L’une des caractéristiques du rap est le rejet du pouvoir absolu et la non résignation aux conditions imposées, et c’est une des raisons qui ont poussé les nouvelles générations arabes à choisir ce nouveau moyen d’expression. En effet, il ne s’agit pas d’une invasion de l’Europe occidentale, mais d’une tendance qui se répand à travers le monde, où le genre du rap se distingue comme l’égal des autres genres musicaux, s’insérant dans le patrimoine artistique de chaque pays.

Quelques informations sur les rappeurs arabes pour ceux qui souhaiteraient approfondir :

Dam (Da Arabian MCs)

« Sang » en arabe, Dam est le nom d’un groupe palestinien formé en 1999 et composé de trois jeunes gens : Suhail, Samer et Mahmoud. Ils chantent en anglais, en arabe et en hébreu. Ils ont choisi le rap pour raconter leur réalité en tant que jeunes, dénonçant la discrimination, le racisme, et la « maudite trinité sociale » : le chômage, la pauvreté et la drogue.

L’année 2001 fut pour eux une année décisive, avec un grand succès et plus d’un million de vues sur le web pour la chanson Qui est le terroriste ?

Leur premier album, Ihdaa (Dédié), est sorti en 2007, et le second, Nudbok al Amar (Dansons sur la lune), a été édité en 2012. Beaucoup de leurs chansons ont été utilisées dans un certain nombre de films arabes et internationaux.

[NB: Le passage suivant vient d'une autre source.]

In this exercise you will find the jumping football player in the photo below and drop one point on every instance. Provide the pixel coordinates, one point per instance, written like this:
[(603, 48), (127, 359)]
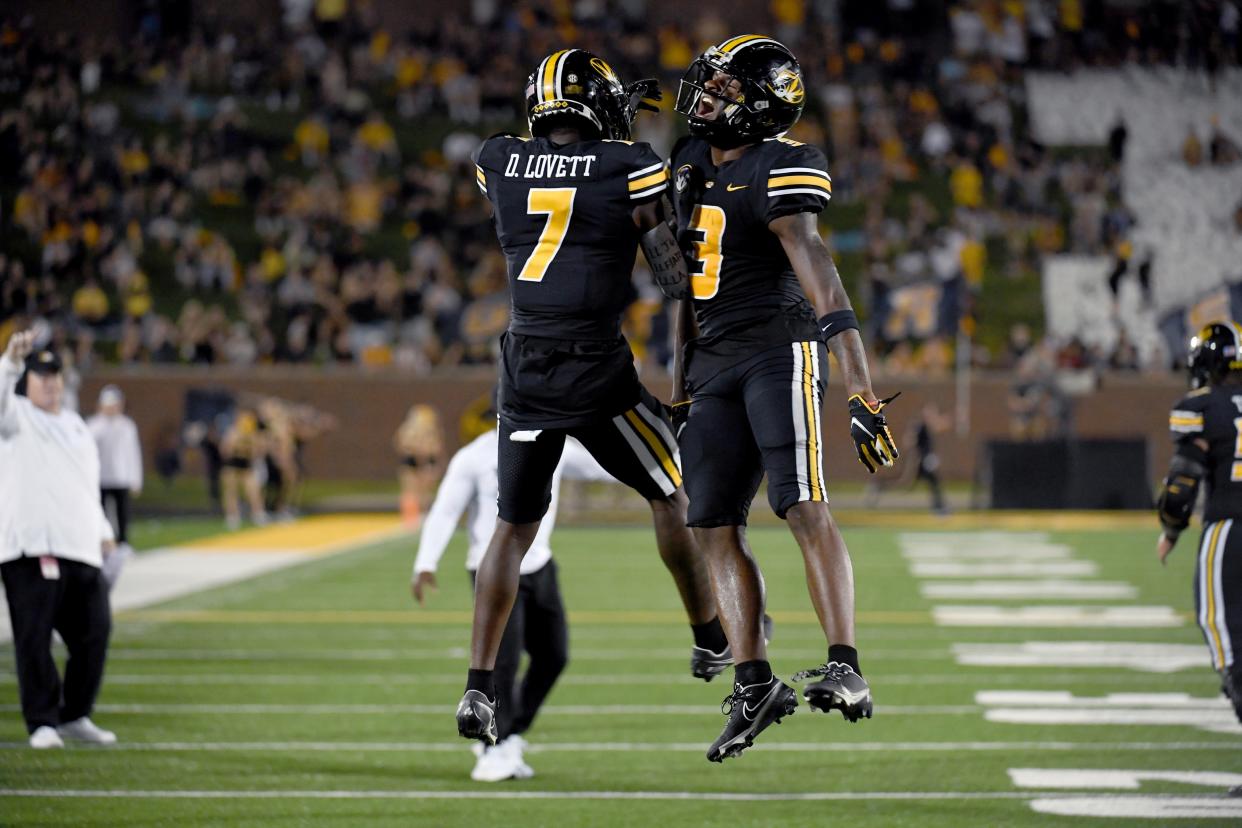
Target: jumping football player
[(571, 205), (766, 299), (538, 622), (1205, 427)]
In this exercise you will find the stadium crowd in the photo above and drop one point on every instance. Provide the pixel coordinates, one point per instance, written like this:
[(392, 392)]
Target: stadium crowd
[(193, 195)]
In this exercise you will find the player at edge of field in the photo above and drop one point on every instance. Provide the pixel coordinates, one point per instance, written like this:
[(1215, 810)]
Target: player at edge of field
[(766, 301), (538, 623), (1205, 427), (571, 204)]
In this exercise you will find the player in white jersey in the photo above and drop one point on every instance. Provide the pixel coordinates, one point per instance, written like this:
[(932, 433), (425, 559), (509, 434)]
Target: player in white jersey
[(537, 623)]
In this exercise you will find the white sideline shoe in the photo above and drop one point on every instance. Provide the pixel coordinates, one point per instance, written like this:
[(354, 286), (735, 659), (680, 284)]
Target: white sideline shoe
[(494, 765), (45, 738), (85, 730)]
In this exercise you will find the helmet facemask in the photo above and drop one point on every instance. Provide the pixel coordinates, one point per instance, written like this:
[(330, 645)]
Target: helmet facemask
[(759, 85), (730, 127)]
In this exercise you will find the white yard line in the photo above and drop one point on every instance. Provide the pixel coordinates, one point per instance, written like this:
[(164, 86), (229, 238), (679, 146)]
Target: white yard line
[(662, 747), (405, 793), (453, 679), (437, 710), (395, 653)]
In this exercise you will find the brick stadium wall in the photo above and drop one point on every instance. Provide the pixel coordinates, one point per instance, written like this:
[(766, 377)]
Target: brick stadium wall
[(370, 406)]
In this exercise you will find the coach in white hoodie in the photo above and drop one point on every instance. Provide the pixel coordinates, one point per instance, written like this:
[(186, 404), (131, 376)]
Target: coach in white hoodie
[(52, 540)]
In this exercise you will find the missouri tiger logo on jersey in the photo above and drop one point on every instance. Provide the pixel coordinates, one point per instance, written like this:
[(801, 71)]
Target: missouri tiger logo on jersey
[(788, 86)]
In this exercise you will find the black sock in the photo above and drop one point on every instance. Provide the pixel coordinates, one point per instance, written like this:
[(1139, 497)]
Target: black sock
[(709, 634), (845, 654), (756, 672), (482, 682)]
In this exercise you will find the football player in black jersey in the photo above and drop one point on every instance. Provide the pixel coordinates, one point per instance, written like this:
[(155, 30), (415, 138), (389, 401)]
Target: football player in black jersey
[(1206, 427), (571, 205), (766, 299)]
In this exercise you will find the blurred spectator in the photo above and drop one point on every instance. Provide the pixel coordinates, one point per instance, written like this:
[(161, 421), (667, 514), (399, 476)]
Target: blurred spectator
[(1191, 149), (1221, 149), (121, 471)]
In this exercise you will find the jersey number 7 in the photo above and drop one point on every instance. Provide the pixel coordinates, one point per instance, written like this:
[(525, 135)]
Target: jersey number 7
[(707, 224), (558, 205)]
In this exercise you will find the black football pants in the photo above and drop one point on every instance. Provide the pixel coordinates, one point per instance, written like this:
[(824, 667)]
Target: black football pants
[(76, 606), (1219, 590)]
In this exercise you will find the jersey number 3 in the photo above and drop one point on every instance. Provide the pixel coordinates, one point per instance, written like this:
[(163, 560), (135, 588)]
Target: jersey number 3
[(707, 222), (558, 205)]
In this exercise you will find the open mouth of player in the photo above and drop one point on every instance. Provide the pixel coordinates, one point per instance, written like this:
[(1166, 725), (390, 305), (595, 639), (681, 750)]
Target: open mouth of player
[(708, 106)]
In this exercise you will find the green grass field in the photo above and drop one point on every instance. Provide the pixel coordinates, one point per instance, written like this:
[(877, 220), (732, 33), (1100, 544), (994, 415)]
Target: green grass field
[(322, 695)]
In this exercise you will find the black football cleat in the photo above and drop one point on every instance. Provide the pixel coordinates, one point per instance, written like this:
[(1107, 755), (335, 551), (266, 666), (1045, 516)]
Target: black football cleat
[(840, 689), (706, 664), (476, 718), (1231, 687), (750, 710)]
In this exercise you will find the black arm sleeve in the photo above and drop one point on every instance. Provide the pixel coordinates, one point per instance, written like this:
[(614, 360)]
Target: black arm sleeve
[(1180, 488)]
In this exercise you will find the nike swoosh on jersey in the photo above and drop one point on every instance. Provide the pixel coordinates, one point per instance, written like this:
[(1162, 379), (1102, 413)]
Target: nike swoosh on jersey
[(853, 421)]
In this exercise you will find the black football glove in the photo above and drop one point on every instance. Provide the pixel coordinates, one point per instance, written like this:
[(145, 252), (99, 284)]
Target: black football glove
[(689, 184), (643, 94), (871, 435), (678, 414)]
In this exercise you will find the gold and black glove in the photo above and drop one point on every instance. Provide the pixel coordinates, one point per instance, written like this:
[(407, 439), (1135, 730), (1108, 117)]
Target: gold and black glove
[(872, 438)]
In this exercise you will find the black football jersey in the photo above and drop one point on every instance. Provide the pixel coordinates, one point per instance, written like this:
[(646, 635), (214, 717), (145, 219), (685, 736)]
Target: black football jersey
[(747, 297), (564, 219), (1215, 415)]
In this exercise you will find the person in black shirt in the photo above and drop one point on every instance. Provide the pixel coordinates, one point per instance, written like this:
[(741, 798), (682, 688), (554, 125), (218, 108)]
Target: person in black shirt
[(928, 462), (571, 204), (1206, 427), (766, 299)]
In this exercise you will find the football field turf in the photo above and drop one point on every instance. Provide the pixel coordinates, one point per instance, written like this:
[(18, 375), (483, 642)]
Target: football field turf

Al Saied Darwish (Hani Al Sawah)

Après avoir entamé une carrière de journaliste, ce jeune syrien originaire de Homs enregistre sa première chanson en 2006, sans se douter qu’il s’agissait là du début d’une véritable carrière musicale. En 2008, il signe un duo avec le rappeur Kay Lead. Un an plus tard, il rencontre le musicien Sham Amsiz, avec lequel il enregistre le premier album de rap syrien, Kalimat Mutakatea (Mots croisés). Aujourd’hui, il fait partie du groupe Latlate (Gossip).

Al Rass (Mazen Al Saied)

Après des études de musique orientale à Paris, ce jeune poète est retourné au Liban pour former le groupe musical Ahel AlHawa (Les gens qui s’aiment), enclanchant ainsi sa carrière de rappeur. Après l’énorme succès de sa première chanson, Aghlabiyeh Samta (Majorité Silencieuse), en collaboration avec d’autres musiciens, il publie son premier album : Kashf AlMahjub (Lever le voile). Il décide d’utiliser le Web pour diffuser ses chansons autant que possible.